Na abertura do evento, o então ministro da Economia de Angola, Abraão Gourgel, destacou o forte papel socioeconómico que desempenham as pequenas e médias empresas (PME) alemãs, sublinhando os factores sucesso, estabilidade e coesão social.

“Com efeito as 30 mil PME que existem na Alemanha asseguram 16 milhões de empregos, ou seja, 61% de todos os postos de trabalho na economia global e 44% dos postos de trabalho na indústria de transformação. Trata-se de indicadores sem paralelo, mesmo em países industrializados”, destacou o governante angolano, sobre a situação alemã.

Por sua vez, o delegado da Economia (Governo) da Alemanha em Angola, Ricardo Gerigk, disse que as pequenas e médias empresas alemãs querem colaborar com o desenvolvimento angolano e defendeu que o processo de diversificação económica que Angola leva a cabo passa igualmente pela diversificação dos parceiros económicos.

“Além da transferência de conhecimento e investimento na produção, as empresas investem fortemente na formação profissional. Gosto de citar uma palavra que aqui em Angola representa muito ‘juntos’, juntos podemos cooperar e colaborar para o desenvolvimento de Angola”, realçou na altura Ricardo Gerigk.

No fórum de 2015, os participantes receberam informações sobre os projectos e oportunidades de compromisso económico nos sectores da infra-estrutura, saúde, industrialização e energia, bem como quanto às garantias de risco e condições de financiamento para Angola.

Participou também no evento a secretária de Estado parlamentar do Ministério da Economia e Energia da Alemanha, Brigitte Zypries, que sublinhou a importância de mais investimentos na formação de quadros, sobretudo a formação profissional de jovens.

Os alemães são conservadores e cautelosos. No dia 19 de Fevereiro de 2015, 16 novos contratos, num investimento privado de 35,7 milhões de dólares, foram assinados em Luanda com a Agência Nacional de Investimento Privado (ANIP).

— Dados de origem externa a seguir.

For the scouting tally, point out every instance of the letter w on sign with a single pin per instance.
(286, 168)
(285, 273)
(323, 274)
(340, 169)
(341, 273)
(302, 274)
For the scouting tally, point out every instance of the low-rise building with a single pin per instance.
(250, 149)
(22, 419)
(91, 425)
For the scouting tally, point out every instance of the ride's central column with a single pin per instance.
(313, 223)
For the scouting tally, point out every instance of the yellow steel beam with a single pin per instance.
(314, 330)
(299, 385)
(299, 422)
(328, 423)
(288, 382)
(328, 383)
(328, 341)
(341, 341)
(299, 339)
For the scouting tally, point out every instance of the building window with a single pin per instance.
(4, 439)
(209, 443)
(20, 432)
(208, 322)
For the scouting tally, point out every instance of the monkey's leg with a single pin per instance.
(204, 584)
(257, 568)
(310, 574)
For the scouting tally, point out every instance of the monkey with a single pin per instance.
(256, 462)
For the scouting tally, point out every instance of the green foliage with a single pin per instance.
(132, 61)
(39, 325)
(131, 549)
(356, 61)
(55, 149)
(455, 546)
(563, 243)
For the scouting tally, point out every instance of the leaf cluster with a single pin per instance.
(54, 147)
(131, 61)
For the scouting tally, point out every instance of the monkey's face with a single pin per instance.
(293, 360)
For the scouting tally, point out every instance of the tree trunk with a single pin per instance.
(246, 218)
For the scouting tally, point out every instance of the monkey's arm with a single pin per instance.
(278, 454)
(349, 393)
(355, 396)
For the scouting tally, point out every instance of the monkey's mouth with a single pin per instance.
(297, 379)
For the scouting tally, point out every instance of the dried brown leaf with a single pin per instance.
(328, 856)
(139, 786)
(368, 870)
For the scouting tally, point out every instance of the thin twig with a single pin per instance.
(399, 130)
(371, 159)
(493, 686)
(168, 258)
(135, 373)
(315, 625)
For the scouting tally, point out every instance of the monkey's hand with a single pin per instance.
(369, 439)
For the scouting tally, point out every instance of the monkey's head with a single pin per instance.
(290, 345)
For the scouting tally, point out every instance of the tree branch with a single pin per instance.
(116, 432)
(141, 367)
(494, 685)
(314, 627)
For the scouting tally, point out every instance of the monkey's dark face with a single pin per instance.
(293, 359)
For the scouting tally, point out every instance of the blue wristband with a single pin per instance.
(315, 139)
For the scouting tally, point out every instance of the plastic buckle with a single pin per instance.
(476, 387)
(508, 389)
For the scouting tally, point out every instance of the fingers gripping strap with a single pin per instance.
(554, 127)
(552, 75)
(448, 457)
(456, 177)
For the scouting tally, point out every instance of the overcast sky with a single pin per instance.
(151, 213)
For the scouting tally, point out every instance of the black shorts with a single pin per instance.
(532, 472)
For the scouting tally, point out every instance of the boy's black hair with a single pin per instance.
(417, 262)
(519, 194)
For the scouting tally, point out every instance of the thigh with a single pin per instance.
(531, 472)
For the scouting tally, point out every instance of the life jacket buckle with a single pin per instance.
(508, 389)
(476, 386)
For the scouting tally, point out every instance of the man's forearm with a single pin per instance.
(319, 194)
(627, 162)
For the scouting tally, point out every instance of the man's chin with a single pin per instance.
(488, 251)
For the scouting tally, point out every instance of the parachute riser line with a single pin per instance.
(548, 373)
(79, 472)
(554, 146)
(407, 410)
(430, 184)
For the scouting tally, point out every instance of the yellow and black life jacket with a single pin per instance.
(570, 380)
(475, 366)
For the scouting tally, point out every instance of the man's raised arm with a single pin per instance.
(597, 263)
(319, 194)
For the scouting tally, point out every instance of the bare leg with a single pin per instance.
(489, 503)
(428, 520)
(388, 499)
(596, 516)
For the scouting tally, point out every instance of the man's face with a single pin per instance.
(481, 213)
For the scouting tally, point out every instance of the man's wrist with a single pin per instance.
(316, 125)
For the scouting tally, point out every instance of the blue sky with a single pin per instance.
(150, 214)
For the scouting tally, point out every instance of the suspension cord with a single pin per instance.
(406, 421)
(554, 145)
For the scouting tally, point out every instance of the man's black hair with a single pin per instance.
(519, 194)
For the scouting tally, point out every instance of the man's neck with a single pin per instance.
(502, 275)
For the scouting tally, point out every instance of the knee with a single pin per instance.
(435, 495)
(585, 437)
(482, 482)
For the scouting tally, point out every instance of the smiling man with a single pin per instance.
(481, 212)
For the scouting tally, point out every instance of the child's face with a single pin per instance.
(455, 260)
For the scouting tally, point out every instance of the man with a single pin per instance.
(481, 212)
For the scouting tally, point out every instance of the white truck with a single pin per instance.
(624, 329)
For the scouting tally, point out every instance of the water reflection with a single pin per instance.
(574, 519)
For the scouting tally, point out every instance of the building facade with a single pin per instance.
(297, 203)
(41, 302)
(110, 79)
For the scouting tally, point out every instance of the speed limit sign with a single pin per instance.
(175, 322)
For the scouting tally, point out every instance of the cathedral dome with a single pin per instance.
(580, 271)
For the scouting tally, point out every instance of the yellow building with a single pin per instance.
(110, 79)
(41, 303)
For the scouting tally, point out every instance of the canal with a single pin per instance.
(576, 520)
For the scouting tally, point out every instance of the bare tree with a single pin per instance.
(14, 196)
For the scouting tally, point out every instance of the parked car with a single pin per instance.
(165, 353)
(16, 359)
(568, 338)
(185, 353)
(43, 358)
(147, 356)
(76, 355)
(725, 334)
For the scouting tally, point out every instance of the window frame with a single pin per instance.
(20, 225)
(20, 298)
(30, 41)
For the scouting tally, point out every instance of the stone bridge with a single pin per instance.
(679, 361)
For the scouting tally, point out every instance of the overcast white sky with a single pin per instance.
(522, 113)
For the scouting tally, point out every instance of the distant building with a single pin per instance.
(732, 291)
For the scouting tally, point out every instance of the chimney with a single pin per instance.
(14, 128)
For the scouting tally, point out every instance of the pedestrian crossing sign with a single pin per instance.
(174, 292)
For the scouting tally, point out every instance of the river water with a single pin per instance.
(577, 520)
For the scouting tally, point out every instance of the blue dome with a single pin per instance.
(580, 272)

E m declarações à imprensa, no final da cerimónia, a então presidente do Conselho de Administração da ANIP, Maria Luísa Abrantes, destacou existência de investimentos no sector da indústria.

“Interessa dizer que, embora não seja o número pretendido, mas mais uma vez temos quatro projectos para a indústria, o que demonstra o interesse pelo sector, não obstante só um ser da indústria têxtil e outros da construção, o que obviamente o investidor vem atrás do consumo e da reconstrução nacional”, referiu.

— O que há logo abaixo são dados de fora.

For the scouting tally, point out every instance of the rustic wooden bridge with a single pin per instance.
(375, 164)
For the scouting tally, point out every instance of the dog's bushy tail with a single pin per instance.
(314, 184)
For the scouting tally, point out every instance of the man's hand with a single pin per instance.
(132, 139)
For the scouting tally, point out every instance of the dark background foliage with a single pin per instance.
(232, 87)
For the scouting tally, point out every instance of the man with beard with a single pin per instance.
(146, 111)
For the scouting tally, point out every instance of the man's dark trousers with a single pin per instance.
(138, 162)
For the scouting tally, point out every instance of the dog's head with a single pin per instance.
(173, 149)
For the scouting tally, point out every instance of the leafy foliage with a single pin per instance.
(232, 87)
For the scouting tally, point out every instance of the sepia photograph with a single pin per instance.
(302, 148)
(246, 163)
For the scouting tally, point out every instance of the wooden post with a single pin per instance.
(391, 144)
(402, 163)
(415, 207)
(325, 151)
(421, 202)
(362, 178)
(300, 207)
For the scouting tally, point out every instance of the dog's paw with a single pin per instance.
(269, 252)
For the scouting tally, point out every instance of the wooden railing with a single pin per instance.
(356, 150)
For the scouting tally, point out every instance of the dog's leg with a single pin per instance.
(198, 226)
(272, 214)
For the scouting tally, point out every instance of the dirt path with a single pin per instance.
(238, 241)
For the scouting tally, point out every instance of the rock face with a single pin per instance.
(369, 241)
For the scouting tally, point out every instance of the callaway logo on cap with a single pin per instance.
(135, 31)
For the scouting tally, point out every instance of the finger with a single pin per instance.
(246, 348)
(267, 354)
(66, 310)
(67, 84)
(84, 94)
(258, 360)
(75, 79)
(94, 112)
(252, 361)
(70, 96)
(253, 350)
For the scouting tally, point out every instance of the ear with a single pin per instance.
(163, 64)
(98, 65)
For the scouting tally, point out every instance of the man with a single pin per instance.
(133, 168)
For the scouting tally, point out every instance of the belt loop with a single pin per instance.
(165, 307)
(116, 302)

Os projectos de maior investimento então assinados foram para o sector da indústria, o primeiro de 8,3 milhões de euros e que visa a construção de uma fábrica de betão, no município de Viana, arredores de Luanda, que iriai garantir numa primeira fase 300 postos de trabalho.

Foram também assinados projectos para a construção de uma fábrica de produção de fraldas descartáveis, igualmente em Luanda, um investimento, proveniente da Eritreia, avaliado em 5,7 milhões de euros.

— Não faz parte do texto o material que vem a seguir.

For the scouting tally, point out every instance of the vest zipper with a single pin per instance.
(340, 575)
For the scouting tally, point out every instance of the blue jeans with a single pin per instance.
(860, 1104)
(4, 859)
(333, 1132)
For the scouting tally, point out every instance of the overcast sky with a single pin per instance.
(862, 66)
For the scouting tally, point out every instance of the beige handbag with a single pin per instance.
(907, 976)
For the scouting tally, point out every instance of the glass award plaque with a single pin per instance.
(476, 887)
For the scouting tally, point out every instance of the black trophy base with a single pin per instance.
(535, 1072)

Ainda na área da indústria foram rubricados dois contratos para a exploração de madeira, de investidores angolanos e chineses, na província de Malanje (2,7 milhões de euros) e em Luanda (2,6 milhões de euros).

Entre os contratos destacava-se igualmente um projecto no sector da construção civil e obras públicas, do Canadá, de 1,7 milhões de euros, o segundo que surge depois de um outro de cinco mil milhões de dólares (4,3 mil milhões de euros), em 2014, para o sector da construção.

“O Canadá e a Alemanha são muito conservadores e quase não têm aparecido no investimento privado, no caso, na agência, mas estão a aparecer. Não é um valor muito significativo, mas é extremamente importante que haja já investimento do Canadá assim como da Alemanha”, disse Maria Luísa Abrantes.